Bu video başka bir filmden, bir romantik komediden. Soruyu soran Hindistan'lı tip tam bir "erkeğin orospusu" tipi, ne halt ettiği asla kestirilemeyen bir hedonist kaşar, yırtıcı yani. Kızın birine çarpıp pervaneye dönüşmek artık kaçınılmaz hale geldiğinde nasıl pervane olunacağını kadrolu pervaneye soruyor, ilginç bir çaresizlik içinde :) Bir insan benliğini kaybetmeden nasıl adayabilir kendini? Çok güzel soru. Net bir cevabı var mı, dinleyerek öğrenilebilir mi? Bilmem :)


Pervane tarafı baskın erkeklerse aşkın elinden sağ çıkamamaya programlıdır. "İyi insan"dır onlar...her türlü kötülüğü hak ettiği düşünülen, eziyet etmekte tereddüt edilmeyen erkekler. (Seveni üzerler, üzeni severler prensibi)
Yırtıcı hayvan tarafları zayıf olan bu erkekler kadınlar için kafa karıştırıcıdır çünkü erkek gibi görülmezler. "Erkeklik" diye algılanan şey o yırtıcı taraftır ve o tarafın zayıf olması kadında erkeğinin kendisini koruyamayacağı hissini doğurur. "Ne biçim erkeksin sen?" çıkışı tam da bunun ifadesidir, kadınına empati kurmayı abartmış pervane erkek, kadınsı olarak algılanır...kadına lazım olansa bir hemcins değil, sapına kadar bir erkektir.

Gerektiğinde başkalarını çok pis ısırabilecek ama kendisine % 100 sadık azgın bir köpek...gibi bir erkek ister işte kadın. (Uzun dişli köpek sahibini de ısırır.
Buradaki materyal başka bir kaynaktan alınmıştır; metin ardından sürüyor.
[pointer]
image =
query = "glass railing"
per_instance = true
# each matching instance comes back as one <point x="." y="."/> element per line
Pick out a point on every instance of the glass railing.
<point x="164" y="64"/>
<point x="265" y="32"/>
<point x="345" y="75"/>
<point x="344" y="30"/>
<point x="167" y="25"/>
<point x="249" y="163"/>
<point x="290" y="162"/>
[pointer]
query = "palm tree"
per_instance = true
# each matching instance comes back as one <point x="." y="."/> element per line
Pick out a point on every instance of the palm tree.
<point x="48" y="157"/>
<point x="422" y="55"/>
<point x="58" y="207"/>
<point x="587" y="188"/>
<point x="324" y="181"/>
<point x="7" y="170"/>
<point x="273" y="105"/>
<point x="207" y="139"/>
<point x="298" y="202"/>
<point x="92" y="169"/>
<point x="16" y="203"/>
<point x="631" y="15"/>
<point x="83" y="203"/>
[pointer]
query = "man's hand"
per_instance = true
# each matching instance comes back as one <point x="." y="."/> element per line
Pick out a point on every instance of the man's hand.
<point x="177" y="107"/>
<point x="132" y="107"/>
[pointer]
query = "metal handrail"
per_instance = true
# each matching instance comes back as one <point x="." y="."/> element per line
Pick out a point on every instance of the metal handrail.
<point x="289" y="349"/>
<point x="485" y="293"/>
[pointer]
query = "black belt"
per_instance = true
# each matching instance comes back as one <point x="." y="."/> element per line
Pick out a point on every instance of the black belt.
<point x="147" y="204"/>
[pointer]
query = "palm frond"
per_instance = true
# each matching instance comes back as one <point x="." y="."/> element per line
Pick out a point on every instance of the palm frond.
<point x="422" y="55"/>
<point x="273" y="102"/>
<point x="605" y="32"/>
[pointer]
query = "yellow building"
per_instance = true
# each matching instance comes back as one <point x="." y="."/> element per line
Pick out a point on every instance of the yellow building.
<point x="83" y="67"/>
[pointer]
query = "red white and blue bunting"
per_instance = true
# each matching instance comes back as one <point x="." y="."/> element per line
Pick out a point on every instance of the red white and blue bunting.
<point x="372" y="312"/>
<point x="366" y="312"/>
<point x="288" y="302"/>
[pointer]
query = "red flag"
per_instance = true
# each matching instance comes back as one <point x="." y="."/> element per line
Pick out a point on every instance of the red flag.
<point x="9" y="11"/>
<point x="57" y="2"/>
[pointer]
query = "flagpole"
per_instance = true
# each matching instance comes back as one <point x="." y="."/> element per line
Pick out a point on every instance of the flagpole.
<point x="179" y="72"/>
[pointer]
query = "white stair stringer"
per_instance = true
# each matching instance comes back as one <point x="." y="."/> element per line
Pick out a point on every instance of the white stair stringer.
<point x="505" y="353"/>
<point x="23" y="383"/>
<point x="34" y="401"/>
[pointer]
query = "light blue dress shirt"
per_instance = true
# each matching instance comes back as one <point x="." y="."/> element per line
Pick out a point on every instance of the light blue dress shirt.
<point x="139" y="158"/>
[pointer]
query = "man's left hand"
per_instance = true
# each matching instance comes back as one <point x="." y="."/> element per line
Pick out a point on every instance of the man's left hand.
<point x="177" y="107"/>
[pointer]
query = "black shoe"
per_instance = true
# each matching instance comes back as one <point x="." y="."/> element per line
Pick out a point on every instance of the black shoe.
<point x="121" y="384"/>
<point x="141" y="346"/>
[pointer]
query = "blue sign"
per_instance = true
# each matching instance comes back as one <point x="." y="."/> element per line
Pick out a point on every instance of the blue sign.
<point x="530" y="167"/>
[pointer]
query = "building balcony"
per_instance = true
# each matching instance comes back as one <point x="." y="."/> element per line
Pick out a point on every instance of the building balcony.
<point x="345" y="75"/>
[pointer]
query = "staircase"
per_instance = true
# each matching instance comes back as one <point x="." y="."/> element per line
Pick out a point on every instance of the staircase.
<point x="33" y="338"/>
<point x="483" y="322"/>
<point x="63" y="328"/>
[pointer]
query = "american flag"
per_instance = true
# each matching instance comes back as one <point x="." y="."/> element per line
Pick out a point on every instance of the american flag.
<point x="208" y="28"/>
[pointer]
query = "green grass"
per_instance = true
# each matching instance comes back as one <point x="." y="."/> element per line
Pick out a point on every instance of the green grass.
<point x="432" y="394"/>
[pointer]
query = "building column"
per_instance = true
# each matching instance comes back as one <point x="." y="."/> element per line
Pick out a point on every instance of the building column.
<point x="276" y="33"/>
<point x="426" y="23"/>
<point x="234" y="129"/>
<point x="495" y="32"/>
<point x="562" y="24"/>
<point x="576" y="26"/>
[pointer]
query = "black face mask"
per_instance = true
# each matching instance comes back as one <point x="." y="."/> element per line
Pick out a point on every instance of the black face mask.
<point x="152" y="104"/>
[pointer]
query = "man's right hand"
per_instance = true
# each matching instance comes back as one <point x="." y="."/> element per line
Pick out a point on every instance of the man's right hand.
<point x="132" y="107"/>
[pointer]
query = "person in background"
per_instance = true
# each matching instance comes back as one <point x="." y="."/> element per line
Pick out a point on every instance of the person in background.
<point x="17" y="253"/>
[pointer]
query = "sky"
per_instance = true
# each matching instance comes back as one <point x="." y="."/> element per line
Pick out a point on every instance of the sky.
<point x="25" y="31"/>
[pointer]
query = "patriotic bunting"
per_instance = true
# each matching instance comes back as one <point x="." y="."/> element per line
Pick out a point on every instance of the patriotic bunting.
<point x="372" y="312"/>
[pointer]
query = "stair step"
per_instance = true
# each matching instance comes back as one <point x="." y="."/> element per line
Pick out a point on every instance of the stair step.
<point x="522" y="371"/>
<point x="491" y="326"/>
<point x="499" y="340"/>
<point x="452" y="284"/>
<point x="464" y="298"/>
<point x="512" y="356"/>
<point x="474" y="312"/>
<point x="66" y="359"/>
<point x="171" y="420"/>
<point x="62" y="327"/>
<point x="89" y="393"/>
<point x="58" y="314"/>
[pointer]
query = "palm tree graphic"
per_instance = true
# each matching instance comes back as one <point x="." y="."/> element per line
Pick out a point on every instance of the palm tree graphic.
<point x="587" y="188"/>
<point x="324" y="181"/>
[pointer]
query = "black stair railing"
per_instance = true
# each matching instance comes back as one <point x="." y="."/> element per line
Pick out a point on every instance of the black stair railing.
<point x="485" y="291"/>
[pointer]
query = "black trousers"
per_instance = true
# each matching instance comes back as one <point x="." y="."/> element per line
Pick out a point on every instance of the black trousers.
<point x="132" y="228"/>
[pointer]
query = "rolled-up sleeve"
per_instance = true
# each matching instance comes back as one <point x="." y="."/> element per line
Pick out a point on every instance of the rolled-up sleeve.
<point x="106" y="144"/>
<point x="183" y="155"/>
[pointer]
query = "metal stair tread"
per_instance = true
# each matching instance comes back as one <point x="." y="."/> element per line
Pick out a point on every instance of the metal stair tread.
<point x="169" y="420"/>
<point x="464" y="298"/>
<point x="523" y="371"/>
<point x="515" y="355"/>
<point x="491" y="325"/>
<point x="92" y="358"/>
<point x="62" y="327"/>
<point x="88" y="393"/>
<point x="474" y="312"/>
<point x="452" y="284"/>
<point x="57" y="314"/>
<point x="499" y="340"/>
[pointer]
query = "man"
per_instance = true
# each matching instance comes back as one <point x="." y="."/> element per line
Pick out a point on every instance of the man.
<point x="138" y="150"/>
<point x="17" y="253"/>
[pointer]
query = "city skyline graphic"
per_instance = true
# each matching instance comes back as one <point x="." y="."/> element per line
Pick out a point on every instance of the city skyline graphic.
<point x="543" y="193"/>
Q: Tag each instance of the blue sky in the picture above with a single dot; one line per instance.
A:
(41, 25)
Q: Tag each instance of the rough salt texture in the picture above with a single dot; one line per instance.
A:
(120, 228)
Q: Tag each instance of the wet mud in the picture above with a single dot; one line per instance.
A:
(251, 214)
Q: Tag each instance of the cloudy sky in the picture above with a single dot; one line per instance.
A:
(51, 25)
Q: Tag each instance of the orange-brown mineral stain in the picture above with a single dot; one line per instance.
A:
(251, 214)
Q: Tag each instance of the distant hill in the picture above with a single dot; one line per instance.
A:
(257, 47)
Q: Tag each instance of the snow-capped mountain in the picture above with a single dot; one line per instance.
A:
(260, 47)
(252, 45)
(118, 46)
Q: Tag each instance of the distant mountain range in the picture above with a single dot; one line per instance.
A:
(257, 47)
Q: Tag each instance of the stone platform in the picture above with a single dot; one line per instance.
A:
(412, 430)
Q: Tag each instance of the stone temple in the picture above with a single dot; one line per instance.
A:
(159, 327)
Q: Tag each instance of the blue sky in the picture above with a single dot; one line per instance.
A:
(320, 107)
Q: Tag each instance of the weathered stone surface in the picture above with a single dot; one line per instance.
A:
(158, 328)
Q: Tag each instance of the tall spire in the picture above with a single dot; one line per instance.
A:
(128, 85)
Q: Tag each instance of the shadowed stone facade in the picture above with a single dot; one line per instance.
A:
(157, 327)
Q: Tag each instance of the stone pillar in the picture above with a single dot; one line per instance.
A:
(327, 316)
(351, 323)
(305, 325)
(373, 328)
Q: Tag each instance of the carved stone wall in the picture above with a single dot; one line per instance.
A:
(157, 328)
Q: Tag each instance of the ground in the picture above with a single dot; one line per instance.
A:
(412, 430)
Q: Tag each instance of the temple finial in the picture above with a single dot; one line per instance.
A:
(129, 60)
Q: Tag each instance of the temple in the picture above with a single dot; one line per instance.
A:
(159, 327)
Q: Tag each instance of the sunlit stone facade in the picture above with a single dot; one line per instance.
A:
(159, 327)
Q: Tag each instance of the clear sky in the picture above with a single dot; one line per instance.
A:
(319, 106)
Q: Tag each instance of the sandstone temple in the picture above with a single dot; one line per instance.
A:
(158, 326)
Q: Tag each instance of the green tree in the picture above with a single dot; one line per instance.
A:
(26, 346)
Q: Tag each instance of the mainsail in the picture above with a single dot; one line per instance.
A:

Türk atasözü)

Bağlılıkla bağımlılık konusunda baltanın taşa vurduğu nokta tam burasıdır. Kadın bağlılık ister, bağımlılık ise kadını boğar. Yırtıcı erkekte bağlılığı bulamaz, pervane erkekse bağımlılığıyla kadını boğar.

İşte böyle çok aşklı filan başlamış ilişkilerin kısa sürede birkaç çeşit boktanlıktan birine dönüşmesinin sebebi bu tarz yanılsamalardır, kadın bir vahşi ata meyleder, atın vahşi kalması bir sorun, beygire dönüşmesi başka türlü bir sorun teşkil eder. Adı aslında "tahammül" olan şeylere de "ilişki" derler sonra, "evlilik" filan derler ne bileyim. Hele bir de çocuk varsa, ört ki ölem yani!..
Dört duvarın arasında olanların hiç de gösterildiği gibi olmadığı da herkesin malumudur...malum. Dengede ve makul bir doyumla yürüyen ilişki oranıysa çok düşük. (Bkz. tüfülük)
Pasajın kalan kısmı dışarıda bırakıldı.